Cette volteface dangereuse, dénoncée sans ambages par nos organisations citoyennes et par le peuple togolais, dénote du malaise que suscite au sein de l’institution, cette énième forfaiture d’un pouvoir togolais, coutumier des tripatouillages constitutionnels. Elle témoigne aussi, de l’incapacité de cette institution à avoir une posture claire sur la question des coups de force institutionnel et constitutionnel, tout aussi délétères que les putschs, puisqu’ils désagrègent l’ordre constitutionnel, sapent les fondements de la démocratie et permettent le maintien au pouvoir de régimes autocratiques, comme celui au pouvoir au Togo depuis 57 ans, contre la volonté de son peuple; de plus, ces coups de force constitutionnels génèrent souvent des situations d’instabilité dans la région.
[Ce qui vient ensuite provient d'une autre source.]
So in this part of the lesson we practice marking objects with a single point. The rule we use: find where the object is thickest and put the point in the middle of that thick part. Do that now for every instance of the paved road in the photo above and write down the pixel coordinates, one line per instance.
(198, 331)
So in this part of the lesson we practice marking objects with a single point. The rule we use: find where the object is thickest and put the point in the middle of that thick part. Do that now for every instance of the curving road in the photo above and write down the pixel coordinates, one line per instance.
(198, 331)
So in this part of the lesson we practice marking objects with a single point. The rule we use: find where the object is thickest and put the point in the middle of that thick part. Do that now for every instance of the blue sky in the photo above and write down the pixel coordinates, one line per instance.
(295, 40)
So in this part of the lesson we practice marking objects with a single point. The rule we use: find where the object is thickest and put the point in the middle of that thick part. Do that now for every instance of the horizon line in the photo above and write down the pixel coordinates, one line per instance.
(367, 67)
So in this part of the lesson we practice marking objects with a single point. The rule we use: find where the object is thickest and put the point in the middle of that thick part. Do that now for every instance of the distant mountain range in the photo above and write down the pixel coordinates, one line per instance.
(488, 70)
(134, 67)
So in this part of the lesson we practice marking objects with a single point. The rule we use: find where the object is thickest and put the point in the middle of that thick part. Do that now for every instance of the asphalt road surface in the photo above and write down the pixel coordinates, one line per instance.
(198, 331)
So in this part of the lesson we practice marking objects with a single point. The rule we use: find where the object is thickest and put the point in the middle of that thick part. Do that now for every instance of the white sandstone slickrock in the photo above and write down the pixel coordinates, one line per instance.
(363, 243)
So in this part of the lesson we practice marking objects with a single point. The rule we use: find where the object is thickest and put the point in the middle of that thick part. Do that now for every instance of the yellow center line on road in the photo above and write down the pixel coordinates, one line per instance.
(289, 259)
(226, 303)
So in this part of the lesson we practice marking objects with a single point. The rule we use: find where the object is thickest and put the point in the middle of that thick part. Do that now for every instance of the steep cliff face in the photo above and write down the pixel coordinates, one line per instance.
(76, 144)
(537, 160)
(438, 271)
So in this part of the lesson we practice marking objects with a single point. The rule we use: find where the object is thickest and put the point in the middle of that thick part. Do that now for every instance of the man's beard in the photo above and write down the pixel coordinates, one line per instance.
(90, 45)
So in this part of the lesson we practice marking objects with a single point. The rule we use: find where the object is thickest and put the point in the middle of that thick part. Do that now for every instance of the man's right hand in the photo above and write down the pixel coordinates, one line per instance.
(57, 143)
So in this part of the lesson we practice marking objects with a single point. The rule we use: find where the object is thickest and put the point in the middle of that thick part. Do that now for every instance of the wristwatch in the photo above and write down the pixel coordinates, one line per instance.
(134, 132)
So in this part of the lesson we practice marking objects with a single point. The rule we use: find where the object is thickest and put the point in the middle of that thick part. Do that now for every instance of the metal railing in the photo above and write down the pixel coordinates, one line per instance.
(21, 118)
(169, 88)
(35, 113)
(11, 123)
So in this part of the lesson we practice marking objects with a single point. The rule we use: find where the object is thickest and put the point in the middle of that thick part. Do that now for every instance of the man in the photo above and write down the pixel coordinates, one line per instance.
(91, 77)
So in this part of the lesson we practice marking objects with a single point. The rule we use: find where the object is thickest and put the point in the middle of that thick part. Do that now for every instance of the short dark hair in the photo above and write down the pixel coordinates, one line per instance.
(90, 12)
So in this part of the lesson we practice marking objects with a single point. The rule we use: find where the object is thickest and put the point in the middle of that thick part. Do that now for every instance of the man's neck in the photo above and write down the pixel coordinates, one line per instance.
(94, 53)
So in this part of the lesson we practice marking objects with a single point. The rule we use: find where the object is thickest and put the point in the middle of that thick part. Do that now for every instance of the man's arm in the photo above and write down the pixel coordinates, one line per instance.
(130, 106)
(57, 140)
Dans la nuit du 25 mars 2024 en effet, l’Assemblée nationale du Togo, dont le mandat est arrivé à terme depuis fin décembre 2023, a procédé au renversement du régime constitutionnel de la IV République. Ce changement de Constitution s’est fait en catimini, sans consultation aucune de la Nation, par un Parlement caduc et en violation du Titre XIII de la Constitution de la IV » République. Aux termes du Titre XIII en effet, l’Assemblée nationale ne dispose que du pouvoir de révision de la Constitution et ne peut en aucun cas adopter une nouvelle Constitution, ni au cours de son mandat ordinaire, ni pendant le prolongement de celui-ci.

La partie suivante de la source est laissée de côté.